ICYMI: Anxiety in Vancouver over Hong Kong’s future
2016/04/08 Leave a comment
A different angle on diaspora politics:
Vancouver has long been intimately tied to this kind of soul-searching about the future of Hong Kong.
Hundreds of thousands of Hong Kong Chinese became Canadian citizens in the late 1980s and 1990s after the Tiananmen Square massacre in Beijing in 1989 and in the years leading up to 1997. But many later returned to work and live in Hong Kong as mainland China prospered economically.
At the same time, a generation of Chinese and non-Chinese Canadians from Vancouver also packed their bags and headed to Hong Kong seeking adventure, work and ties to their heritage as political fears gave way to the lure of interesting opportunities — often, again, tied to the rise of mainland China.
As such, both groups, especially those with more established business interests, are generally more constrained to speak up publicly for Hong Kong’s interests, though many will privately sigh.
“Concerns for Hong Kong go hand-in-hand with needing to also consider their beneficial relationship with China,” observes Helen Hok-Sze Leung, associate professor at Simon Fraser University, who grew up in Hong Kong.
Lam and others, however, are part of a younger generation in Vancouver who relate with peers in Hong Kong who have become more strident in identifying themselves as being part of a Hong Kong that is culturally separate from mainland China.
“It’s the city where I grew up so I have stronger ties and I naturally feel bad” about what is happening, says Lam.
“I go onto Twitter and Weibo and see Hong Kong young people writing (in the local dialect) of Cantonese and declaring themselves as Hong Kongers first,” says Leung. “This is a generation that was born under (mainland) Chinese rule and yet their sense of local (Hong Kong) identity and asserting that culture seems stronger than in my generation, and this percolates to migrants (who move to Vancouver).”

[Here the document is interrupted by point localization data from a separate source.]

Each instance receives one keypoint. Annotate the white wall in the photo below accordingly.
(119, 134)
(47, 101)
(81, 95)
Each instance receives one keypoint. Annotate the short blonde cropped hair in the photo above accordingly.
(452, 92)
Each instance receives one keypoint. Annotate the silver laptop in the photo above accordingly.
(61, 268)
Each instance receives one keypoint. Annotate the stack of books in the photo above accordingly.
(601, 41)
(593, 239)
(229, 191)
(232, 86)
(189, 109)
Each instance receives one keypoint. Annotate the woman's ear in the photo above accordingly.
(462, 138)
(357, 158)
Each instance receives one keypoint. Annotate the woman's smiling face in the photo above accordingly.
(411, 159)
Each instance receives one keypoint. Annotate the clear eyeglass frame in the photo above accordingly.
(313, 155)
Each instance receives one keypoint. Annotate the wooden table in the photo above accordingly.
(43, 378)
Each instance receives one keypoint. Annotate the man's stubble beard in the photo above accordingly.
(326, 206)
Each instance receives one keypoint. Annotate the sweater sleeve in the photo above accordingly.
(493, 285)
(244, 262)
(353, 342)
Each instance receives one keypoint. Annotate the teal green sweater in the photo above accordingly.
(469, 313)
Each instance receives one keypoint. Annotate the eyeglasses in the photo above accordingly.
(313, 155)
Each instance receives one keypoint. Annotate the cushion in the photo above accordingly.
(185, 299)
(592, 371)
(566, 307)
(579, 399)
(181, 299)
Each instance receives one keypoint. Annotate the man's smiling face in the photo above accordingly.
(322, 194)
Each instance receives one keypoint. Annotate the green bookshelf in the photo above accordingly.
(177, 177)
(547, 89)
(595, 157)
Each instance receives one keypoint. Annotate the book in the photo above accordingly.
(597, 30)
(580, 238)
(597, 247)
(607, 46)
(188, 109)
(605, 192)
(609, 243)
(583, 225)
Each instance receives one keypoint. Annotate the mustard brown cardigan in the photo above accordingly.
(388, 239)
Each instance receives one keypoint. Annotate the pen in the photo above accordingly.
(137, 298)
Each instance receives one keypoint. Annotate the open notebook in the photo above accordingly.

Lee, the lecturer, recently spoke about independent film Ten Years, which became an unexpected hit in Hong Kong when it was released in mid-December. The film consists of five ominous short stories hypothesizing what Hong Kong will be like 10 years from now. In one, cab drivers who speak Cantonese instead of Mandarin have their livelihoods clipped when they are prohibited from picking up certain passengers. In another, books are censored and banned ones are pulled off shelves.
According to Reuters, the film broke box office records in Hong Kong for attendance, but around a month later, after mainland Chinese state-controlled publication “denounced Ten Years in a January editorial,” the filmmakers were told by cinemas in Hong Kong they couldn’t continue showing it because of scheduling issues.